Other highlights include works by Edgar Degas and Mary Cassatt. Edgar Degas was an artist known for experimenting with pastel for decades. In the exhibit, viewers were allowed to, through an interactive touchscreen, magnify certain parts of his piece “Two Women.” The work is very simple in subject and doesn’t seem that advanced in terms of coloring. However, when using the provided interactive, the viewer is able to see the true intricacy of the work. The technology reveals the specific layering of colors, as well as the use of colors, such as light blues and purples, that the viewer would not be able to pick up at first glance. It is truly one of the shocking parts of the gallery, as it demonstrates how a fairly standard looking piece of work is actually full of intricate design and coloring not seen without careful observation. Right next to Degas’ piece are two works by Cassatt. One of the works, “The Black Hat,” is a clear representation of her experimental with the material. While the face of the women in the work is very clear and realistic, her clothes and background are abstract with even bare paper being shown in certain places. Unlike some other pieces of work, Cassatt highlights the chalky, soft texture pastels are able to produce.

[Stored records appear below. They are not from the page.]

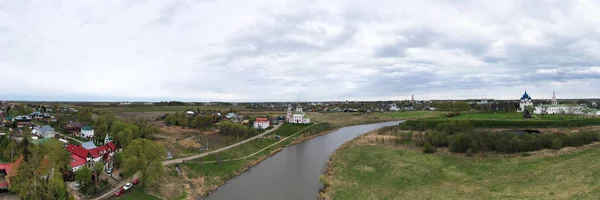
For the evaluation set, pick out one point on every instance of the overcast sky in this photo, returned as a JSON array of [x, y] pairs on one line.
[[302, 50]]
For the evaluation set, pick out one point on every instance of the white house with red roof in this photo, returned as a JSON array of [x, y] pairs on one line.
[[261, 123], [81, 157]]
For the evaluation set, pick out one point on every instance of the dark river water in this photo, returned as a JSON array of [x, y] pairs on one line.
[[294, 172]]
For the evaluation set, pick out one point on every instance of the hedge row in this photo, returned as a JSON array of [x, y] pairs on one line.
[[421, 125]]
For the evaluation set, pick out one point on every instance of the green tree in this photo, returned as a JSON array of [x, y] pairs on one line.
[[56, 187], [556, 143], [427, 148], [124, 137], [100, 132], [145, 128], [98, 168], [118, 159], [58, 156], [145, 156], [84, 176]]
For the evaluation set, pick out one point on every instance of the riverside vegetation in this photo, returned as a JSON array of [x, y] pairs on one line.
[[459, 159]]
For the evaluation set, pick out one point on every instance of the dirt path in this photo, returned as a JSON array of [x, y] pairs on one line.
[[180, 160], [253, 154]]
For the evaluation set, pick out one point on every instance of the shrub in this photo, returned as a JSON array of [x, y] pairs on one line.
[[459, 143], [556, 143], [469, 153], [453, 114], [323, 180], [427, 148]]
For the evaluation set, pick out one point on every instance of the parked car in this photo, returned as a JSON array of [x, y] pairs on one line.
[[119, 192], [127, 186]]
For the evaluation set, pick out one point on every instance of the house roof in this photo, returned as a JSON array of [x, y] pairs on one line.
[[11, 168], [230, 115], [43, 129], [87, 128], [74, 124], [111, 146], [77, 161], [40, 141], [23, 117], [78, 151], [88, 145], [261, 120], [525, 96]]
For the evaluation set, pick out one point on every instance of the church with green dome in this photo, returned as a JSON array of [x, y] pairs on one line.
[[298, 116]]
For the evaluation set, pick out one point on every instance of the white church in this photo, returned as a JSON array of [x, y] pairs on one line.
[[298, 116], [555, 107]]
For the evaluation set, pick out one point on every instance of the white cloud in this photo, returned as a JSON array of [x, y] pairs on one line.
[[294, 50]]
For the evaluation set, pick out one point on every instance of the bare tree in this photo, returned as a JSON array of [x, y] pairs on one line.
[[543, 111]]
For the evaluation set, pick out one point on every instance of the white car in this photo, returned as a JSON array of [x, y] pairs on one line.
[[127, 186]]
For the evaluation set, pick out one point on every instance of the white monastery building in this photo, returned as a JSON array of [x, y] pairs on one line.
[[298, 116], [555, 107]]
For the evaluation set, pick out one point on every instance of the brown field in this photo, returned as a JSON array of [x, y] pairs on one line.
[[343, 119], [184, 141]]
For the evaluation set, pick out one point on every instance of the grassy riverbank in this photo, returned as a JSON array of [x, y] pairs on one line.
[[361, 170], [202, 176]]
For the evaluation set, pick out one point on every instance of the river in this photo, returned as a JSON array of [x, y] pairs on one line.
[[294, 172]]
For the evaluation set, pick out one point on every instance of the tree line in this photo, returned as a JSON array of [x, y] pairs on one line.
[[460, 137]]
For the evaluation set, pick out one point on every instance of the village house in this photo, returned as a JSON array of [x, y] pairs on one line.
[[74, 127], [22, 121], [87, 132], [232, 117], [298, 116], [7, 171], [190, 113], [44, 131], [103, 153], [261, 123]]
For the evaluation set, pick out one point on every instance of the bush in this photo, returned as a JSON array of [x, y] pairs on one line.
[[556, 144], [469, 153], [323, 180], [453, 114], [427, 148]]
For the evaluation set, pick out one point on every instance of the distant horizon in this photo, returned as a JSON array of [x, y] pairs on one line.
[[298, 50]]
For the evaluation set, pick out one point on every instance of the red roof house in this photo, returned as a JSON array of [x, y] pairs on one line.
[[10, 170]]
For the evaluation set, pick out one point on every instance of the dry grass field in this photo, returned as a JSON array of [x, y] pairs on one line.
[[362, 170]]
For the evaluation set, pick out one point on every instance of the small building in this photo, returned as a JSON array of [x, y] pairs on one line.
[[44, 131], [261, 123], [74, 127], [87, 132], [298, 116], [40, 141], [232, 117], [8, 171], [88, 145], [190, 113], [22, 120]]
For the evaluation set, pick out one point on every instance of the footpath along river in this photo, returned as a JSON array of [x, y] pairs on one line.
[[293, 173]]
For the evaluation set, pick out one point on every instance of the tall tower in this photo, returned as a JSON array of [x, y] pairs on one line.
[[525, 101], [289, 114]]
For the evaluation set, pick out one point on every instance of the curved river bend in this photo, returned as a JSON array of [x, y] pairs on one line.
[[294, 172]]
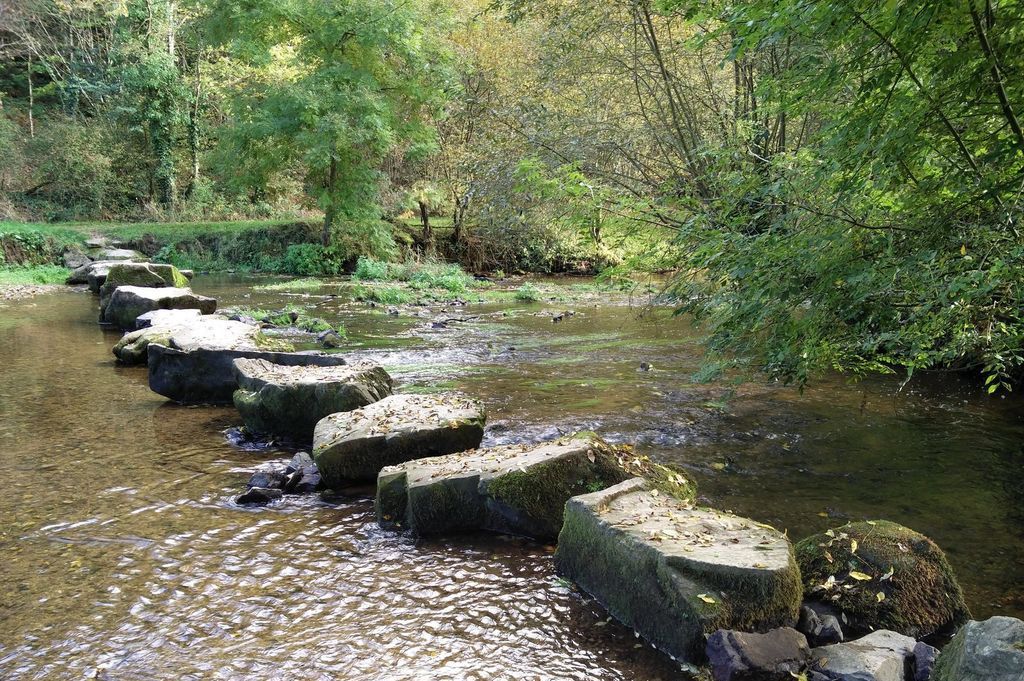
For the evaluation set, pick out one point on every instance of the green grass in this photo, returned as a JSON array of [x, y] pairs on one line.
[[29, 274], [385, 295], [306, 284]]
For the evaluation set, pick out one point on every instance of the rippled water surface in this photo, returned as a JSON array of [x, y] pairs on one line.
[[123, 556]]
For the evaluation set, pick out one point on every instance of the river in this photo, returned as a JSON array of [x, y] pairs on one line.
[[124, 556]]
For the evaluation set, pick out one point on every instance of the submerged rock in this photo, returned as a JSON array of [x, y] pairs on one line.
[[355, 445], [288, 401], [882, 655], [127, 303], [882, 576], [777, 655], [676, 573], [989, 650], [517, 488], [819, 629]]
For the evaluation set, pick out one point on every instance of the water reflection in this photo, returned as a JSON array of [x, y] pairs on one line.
[[125, 558]]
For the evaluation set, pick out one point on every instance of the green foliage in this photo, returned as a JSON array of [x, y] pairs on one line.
[[527, 293], [385, 295], [346, 83], [293, 285], [28, 274]]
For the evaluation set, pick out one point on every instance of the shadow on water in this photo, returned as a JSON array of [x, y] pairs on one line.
[[124, 556]]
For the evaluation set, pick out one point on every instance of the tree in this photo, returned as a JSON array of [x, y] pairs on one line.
[[342, 84]]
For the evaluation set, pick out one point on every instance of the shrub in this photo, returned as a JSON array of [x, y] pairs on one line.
[[527, 293]]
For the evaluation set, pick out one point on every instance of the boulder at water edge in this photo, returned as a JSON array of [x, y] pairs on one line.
[[148, 274], [128, 302], [882, 655], [287, 401], [777, 655], [882, 576], [989, 650], [161, 326], [516, 490], [196, 364], [676, 573], [355, 445]]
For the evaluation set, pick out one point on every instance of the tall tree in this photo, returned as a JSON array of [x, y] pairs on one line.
[[343, 83]]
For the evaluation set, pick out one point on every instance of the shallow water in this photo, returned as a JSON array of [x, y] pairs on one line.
[[124, 557]]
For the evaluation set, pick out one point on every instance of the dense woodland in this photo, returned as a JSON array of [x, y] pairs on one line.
[[835, 183]]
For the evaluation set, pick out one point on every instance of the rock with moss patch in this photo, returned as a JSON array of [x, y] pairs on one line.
[[355, 445], [128, 302], [516, 490], [196, 365], [287, 401], [989, 650], [150, 274], [882, 576], [675, 572], [156, 327]]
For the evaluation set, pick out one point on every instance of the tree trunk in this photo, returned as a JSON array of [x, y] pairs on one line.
[[329, 212], [428, 237], [32, 101]]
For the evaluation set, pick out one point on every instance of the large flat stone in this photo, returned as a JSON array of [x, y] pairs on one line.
[[517, 490], [676, 573], [355, 445], [193, 372], [882, 655], [183, 329], [129, 302], [287, 401]]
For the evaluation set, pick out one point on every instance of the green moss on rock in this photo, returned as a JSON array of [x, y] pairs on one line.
[[883, 576]]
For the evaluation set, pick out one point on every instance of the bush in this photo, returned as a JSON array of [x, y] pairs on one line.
[[527, 293], [311, 260], [370, 269]]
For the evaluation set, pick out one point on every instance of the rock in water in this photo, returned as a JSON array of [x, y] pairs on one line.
[[989, 650], [147, 274], [197, 369], [129, 302], [355, 445], [778, 655], [882, 655], [849, 566], [516, 490], [676, 573], [288, 401]]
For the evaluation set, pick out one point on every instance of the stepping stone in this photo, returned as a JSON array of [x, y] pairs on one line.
[[676, 573], [195, 364], [179, 329], [129, 302], [134, 273], [515, 490], [287, 401], [355, 445], [882, 655]]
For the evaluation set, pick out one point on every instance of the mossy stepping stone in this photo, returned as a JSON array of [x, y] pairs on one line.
[[517, 490], [674, 572], [288, 401], [355, 445]]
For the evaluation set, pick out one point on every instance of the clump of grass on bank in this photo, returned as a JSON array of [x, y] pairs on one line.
[[306, 284], [290, 315], [29, 274]]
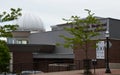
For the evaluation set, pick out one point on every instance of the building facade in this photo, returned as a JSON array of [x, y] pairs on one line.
[[39, 51]]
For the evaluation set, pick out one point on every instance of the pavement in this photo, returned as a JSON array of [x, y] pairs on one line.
[[80, 72]]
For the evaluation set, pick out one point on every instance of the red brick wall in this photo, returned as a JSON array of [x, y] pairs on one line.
[[114, 54]]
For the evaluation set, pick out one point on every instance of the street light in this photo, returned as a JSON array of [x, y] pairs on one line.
[[107, 52]]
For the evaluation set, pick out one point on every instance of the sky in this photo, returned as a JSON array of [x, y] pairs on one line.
[[51, 12]]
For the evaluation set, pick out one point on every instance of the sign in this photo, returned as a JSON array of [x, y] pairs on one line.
[[100, 50]]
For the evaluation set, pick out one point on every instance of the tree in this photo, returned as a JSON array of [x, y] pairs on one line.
[[82, 32], [5, 31]]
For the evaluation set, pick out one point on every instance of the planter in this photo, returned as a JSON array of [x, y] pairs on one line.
[[87, 66]]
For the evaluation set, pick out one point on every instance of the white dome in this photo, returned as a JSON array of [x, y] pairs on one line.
[[30, 22]]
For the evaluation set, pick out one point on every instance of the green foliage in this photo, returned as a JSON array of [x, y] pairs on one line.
[[5, 31], [81, 30]]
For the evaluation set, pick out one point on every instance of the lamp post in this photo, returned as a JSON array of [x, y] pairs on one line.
[[107, 52]]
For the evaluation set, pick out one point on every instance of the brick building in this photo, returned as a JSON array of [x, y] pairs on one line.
[[39, 52]]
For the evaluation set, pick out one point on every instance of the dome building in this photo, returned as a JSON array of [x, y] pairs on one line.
[[30, 22]]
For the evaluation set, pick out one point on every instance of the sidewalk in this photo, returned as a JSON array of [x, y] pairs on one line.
[[80, 72]]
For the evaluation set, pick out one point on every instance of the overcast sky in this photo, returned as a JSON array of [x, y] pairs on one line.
[[52, 11]]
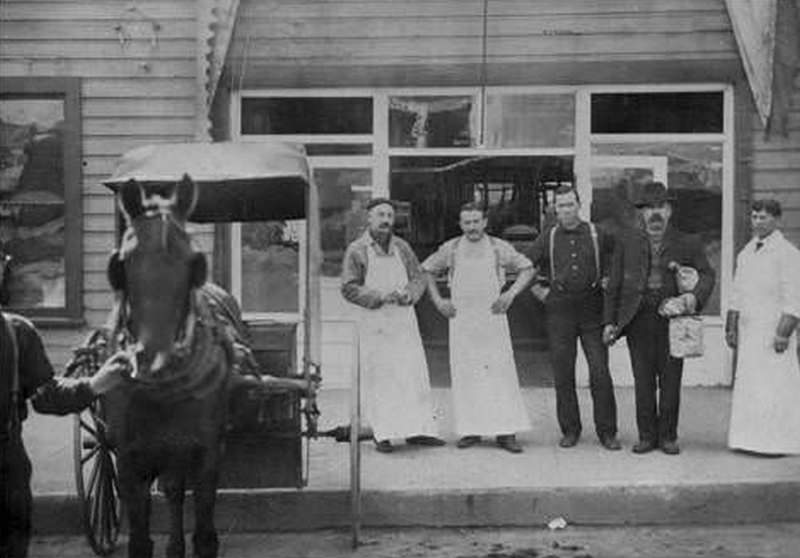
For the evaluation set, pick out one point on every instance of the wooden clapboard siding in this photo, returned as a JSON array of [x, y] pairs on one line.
[[134, 92], [315, 43], [774, 163]]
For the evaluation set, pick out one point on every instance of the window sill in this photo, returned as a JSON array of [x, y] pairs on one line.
[[57, 322]]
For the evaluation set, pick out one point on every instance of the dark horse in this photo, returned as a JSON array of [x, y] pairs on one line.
[[168, 421]]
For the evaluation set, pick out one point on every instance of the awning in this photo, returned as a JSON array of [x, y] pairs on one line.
[[768, 35], [236, 181]]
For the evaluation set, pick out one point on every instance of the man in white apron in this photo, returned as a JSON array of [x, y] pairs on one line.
[[762, 325], [486, 396], [382, 275]]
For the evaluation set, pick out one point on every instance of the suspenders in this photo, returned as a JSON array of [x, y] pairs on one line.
[[595, 246], [13, 406]]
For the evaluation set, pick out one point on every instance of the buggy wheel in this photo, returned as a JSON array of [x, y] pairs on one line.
[[96, 481]]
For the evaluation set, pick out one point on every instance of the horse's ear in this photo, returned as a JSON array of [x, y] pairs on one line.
[[199, 272], [116, 272], [185, 198], [131, 199]]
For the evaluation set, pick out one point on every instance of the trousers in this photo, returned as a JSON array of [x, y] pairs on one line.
[[571, 318], [656, 374]]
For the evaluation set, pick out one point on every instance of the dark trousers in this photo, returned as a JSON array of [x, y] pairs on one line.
[[570, 318], [656, 374], [17, 500]]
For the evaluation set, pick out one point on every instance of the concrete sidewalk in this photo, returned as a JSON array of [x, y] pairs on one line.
[[487, 486]]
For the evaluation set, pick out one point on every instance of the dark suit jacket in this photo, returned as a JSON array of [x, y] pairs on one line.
[[630, 266]]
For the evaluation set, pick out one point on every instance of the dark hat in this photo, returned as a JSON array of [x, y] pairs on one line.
[[380, 201], [653, 193]]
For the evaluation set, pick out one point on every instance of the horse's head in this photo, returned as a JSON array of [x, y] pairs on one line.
[[156, 269]]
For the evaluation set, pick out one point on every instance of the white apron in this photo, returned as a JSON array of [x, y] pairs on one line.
[[765, 414], [396, 392], [486, 396]]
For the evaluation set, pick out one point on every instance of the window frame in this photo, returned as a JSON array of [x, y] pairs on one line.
[[67, 89]]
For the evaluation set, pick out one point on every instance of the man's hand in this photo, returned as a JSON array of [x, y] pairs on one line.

The third and final room in the exhibit focuses on the use of pastels in American during the 20th century. The most notable part of the room is the shift from classical art to modern art. While pastels are generally more attributed to arts during the classical and impressionist periods, they were used by relatively modern artists, such as Henri Matisse and Roy Lichtenstein. The work by Matisse, “Women with Exotic Plant,” is a rare example of Lichtenstein’s work with Matisse. He tended not to experiment too much with the material. However, although Lichtenstein didn’t use the material very often, the work clearly shows his mastery over pastels. The piece is true to his style, full of bold colors and cluttered with repeating patterns. Interestingly, while the color choice and style is similar to his other works, the use of pastels is noticeable due to a very clear deviation in texture from his better-known works. This deviation is welcomed by the viewer. The less precise, softer texture adds a gentler element that contrasts the bold colors.
The exhibit concludes with two cubist pieces. Reflecting back at the refined portraits of the first room, a clear contrast can be distinguished from the last pieces. One of the cubist styles works is “Abstraction” by Jeanne Rij-Rousseau. The work is composed of different shapes drawn in rich shades of reds and layered on top of each other. Moreover, as can be synthesized from the title, the artist seemed to not have intended the work to embody any particular object. Unlike the soft, delicate beauty of the portraits or the whimsical element of Monet’s landscape, this piece uses pastel to convey passion through its deep color and persistent layering.
Despite the exhibit in total only being three rooms, each room is full of masterpieces and wonderful examples of the versatile ability of pastels. It is truly a wonderful journey experiencing works of all genres that was based in the same, singular material. Perhaps the viewer’s understanding of The Touch of Color exhibit and pastels can best be summed up by a quote on the exhibit program stated by 19th-century art critic Paul Desjardins, “That’s the triumph of this technique. It must capture what is most elusive.”